Еще издали Григоренко отчетливо услышал слова главного инженера:
— Вот видишь, Валерий Ильич, и без трех тонн хорошо рвануло. Зачем же было рисковать?
«Значит, начальник цеха все же согласился уменьшить заряд? Удивительно!..» — подумал Григоренко.
Борзов молчал и думал о своем. Стоит ли сейчас сказать правду усмехающемуся Комашко? Взрыв проведен по его, Борзова, расчетам. Ни килограмма взрывчатки он не сократил; и никакого риска в этом, разумеется, не было. Был трезвый расчет. Да, он скажет об этом Григоренко. Мол, наказывайте за самоуправство, виноват. Но скажет потом, немного погодя, не сейчас.
— Ну что ж, Валерий Ильич, поздравляю вас, — пожимая руку Борзову, сказал Григоренко. — Первый раз, а здорово! Так держать!

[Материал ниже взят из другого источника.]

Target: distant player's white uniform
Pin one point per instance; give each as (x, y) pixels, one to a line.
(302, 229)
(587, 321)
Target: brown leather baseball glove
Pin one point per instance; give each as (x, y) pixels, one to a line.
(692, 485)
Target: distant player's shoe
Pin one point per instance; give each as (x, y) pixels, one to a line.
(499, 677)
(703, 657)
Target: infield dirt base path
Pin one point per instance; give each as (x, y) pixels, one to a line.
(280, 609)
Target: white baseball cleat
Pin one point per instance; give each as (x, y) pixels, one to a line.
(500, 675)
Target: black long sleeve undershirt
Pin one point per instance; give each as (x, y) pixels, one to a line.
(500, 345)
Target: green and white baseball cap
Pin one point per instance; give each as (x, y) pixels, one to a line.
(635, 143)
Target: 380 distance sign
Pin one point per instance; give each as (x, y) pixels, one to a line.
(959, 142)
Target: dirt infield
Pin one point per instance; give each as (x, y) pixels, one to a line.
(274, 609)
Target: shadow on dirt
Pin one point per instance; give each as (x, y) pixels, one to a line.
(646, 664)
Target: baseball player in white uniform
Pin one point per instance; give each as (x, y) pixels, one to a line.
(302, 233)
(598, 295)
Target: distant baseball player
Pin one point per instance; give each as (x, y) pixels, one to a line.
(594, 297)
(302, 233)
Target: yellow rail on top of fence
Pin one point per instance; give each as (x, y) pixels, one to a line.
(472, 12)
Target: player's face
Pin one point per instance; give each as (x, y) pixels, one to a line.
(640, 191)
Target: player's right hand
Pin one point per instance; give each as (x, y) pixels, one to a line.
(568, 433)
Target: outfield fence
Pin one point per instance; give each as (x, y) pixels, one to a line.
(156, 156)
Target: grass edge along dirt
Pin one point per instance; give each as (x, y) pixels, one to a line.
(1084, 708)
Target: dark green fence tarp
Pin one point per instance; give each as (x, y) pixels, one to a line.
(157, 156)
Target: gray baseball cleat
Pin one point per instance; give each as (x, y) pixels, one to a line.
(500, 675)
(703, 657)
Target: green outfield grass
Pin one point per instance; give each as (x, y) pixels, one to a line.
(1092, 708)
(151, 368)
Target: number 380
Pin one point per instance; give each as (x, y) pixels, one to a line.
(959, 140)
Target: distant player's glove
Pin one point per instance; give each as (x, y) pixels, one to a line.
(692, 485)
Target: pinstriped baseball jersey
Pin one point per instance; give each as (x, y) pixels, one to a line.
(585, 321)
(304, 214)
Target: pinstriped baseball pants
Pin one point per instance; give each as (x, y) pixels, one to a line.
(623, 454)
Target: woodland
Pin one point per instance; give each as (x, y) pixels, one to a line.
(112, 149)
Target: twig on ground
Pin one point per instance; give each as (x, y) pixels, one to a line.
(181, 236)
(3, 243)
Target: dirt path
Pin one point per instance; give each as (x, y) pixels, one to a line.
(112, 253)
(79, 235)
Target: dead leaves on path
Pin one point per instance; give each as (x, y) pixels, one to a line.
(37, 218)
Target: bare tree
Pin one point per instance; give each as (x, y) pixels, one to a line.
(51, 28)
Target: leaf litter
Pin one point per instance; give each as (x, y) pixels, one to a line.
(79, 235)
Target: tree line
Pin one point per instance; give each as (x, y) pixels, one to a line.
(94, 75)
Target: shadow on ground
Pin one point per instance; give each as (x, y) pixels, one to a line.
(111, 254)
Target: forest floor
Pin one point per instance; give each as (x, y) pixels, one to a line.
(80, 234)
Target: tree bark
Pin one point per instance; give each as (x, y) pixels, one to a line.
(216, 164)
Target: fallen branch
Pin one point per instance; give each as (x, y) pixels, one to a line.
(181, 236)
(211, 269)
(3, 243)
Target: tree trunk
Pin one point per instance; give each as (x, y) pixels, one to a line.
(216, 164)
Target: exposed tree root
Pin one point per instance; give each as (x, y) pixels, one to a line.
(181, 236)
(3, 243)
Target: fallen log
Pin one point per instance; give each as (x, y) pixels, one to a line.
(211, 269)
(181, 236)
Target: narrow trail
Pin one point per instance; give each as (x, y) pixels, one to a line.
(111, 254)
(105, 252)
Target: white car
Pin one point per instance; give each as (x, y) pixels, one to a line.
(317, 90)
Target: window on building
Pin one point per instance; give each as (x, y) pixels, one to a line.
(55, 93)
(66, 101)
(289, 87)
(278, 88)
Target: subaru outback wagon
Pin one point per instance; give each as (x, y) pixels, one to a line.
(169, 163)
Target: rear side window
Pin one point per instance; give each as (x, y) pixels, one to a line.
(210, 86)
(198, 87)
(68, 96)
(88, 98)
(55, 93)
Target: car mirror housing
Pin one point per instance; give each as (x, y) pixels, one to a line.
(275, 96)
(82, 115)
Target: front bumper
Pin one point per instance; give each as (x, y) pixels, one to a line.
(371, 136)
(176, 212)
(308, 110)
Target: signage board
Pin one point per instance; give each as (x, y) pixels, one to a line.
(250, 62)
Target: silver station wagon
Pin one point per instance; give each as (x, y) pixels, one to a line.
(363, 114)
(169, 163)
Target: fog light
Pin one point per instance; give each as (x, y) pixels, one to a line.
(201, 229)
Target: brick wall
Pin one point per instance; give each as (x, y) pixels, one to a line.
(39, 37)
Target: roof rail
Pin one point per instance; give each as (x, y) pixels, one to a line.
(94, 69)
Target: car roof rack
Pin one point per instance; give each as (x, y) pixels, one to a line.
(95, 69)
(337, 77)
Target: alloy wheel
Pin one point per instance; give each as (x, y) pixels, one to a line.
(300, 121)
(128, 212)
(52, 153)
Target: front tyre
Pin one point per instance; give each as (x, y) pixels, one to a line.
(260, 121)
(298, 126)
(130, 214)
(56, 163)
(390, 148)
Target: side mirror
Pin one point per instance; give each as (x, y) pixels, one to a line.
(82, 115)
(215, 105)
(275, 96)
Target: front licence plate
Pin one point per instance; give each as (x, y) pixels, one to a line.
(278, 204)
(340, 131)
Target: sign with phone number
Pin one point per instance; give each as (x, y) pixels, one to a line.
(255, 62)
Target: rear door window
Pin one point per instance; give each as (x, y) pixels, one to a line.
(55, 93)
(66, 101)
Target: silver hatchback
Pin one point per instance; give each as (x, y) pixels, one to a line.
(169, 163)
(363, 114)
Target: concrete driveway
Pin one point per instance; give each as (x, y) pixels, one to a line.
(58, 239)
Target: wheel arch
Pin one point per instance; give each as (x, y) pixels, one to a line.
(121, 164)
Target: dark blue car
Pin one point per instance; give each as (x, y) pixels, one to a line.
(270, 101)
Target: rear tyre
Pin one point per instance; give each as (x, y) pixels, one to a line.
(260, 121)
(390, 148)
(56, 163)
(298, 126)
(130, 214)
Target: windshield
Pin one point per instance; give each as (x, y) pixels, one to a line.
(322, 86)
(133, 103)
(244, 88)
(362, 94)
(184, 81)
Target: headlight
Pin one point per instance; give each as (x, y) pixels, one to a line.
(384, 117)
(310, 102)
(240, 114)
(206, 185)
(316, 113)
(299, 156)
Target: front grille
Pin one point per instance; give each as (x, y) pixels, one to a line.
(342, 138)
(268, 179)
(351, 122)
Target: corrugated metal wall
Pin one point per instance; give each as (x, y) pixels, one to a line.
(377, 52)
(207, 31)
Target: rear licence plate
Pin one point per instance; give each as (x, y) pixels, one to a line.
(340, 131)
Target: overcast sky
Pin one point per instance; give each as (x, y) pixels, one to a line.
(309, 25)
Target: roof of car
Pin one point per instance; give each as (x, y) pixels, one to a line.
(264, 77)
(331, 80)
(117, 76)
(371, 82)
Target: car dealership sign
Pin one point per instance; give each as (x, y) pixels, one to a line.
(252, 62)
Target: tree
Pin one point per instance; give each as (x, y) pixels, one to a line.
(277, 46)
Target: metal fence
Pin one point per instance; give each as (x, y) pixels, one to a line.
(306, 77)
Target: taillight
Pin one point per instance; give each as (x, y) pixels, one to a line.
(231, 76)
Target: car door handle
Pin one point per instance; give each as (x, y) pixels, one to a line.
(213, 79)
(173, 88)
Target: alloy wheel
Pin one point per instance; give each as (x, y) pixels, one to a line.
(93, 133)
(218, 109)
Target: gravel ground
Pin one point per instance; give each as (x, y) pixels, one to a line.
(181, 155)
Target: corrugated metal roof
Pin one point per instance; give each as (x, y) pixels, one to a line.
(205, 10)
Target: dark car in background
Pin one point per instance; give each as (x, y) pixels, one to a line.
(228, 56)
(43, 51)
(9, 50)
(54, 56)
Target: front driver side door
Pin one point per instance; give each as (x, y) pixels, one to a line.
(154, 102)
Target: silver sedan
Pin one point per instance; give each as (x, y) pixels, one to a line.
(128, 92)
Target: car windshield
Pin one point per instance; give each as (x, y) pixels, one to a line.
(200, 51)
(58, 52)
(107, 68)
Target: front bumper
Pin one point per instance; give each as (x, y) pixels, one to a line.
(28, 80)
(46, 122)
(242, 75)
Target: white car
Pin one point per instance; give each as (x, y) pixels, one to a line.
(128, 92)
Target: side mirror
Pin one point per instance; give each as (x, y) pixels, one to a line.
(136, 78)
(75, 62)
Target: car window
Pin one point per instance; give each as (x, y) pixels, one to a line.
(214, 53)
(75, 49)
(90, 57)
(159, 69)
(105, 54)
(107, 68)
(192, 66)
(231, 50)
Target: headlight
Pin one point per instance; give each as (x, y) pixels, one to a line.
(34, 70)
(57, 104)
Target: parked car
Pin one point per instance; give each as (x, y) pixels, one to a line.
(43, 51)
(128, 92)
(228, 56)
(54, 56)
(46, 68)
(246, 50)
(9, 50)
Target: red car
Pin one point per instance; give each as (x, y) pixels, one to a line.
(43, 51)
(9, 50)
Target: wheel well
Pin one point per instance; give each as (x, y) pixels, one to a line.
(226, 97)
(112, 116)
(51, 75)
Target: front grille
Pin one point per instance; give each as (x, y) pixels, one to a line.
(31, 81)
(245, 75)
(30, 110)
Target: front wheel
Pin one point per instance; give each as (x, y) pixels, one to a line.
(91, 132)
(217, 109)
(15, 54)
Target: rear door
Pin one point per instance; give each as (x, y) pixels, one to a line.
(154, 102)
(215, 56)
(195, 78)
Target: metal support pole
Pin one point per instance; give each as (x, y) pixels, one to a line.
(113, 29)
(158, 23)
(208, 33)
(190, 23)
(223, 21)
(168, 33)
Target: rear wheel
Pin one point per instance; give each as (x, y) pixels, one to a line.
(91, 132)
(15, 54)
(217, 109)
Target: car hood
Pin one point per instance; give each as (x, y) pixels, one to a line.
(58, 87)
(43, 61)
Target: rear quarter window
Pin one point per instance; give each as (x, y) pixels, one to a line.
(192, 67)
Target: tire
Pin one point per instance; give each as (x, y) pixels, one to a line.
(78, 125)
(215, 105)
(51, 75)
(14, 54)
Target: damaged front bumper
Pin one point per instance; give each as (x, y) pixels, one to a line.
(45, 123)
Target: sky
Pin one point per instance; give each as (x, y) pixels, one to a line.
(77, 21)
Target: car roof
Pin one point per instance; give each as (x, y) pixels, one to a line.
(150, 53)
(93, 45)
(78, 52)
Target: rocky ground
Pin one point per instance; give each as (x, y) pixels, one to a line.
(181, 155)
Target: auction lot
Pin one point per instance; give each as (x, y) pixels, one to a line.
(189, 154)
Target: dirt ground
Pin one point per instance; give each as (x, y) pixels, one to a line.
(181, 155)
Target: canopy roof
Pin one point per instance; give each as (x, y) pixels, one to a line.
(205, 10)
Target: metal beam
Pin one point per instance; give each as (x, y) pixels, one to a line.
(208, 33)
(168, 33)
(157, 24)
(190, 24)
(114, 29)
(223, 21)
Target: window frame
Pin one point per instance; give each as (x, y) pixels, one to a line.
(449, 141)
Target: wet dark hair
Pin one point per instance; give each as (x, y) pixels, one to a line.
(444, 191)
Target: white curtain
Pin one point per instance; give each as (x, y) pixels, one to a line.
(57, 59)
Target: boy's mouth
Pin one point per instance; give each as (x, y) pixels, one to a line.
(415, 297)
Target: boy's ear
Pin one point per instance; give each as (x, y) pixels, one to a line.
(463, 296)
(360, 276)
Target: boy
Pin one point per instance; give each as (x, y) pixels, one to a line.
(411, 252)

— Есть так держать, товарищ командир! — ответил, улыбаясь, Борзов и подумал, не обидится ли Григоренко, когда узнает о его выходке. — Можно и лучше подрывать. Нужно попробовать другие виды взрывчатки. Негабариты все-таки есть. Мало, но есть.
6
Звонок междугородной станции совсем не такой, как обычный. Он всегда кажется более громким и тревожным. Бывает, даже вздрагиваешь от его неожиданной громкости.
— Григоренко слушает.
Сергей Сергеевич прижал трубку к уху плечом, так как руки были заняты — подписывал документы. Но вот он отодвинул в сторону бумаги и трубку взял рукой.
Звонил начальник главка. И хотя их разделяло расстояние в тысячу километров, слышно было хорошо.
— Как идут дела, Сергей Сергеевич? — спросил Шер.
— За первую декаду — сто три процента по щебню.
Конечно, начальника главка прежде всего интересовало другое. Его интересовали гранитные плиты.
Вошел Комашко. Григоренко кивнул, чтобы он садился, и продолжал разговор:
— Машины уже установили. Вскоре приступим к производству.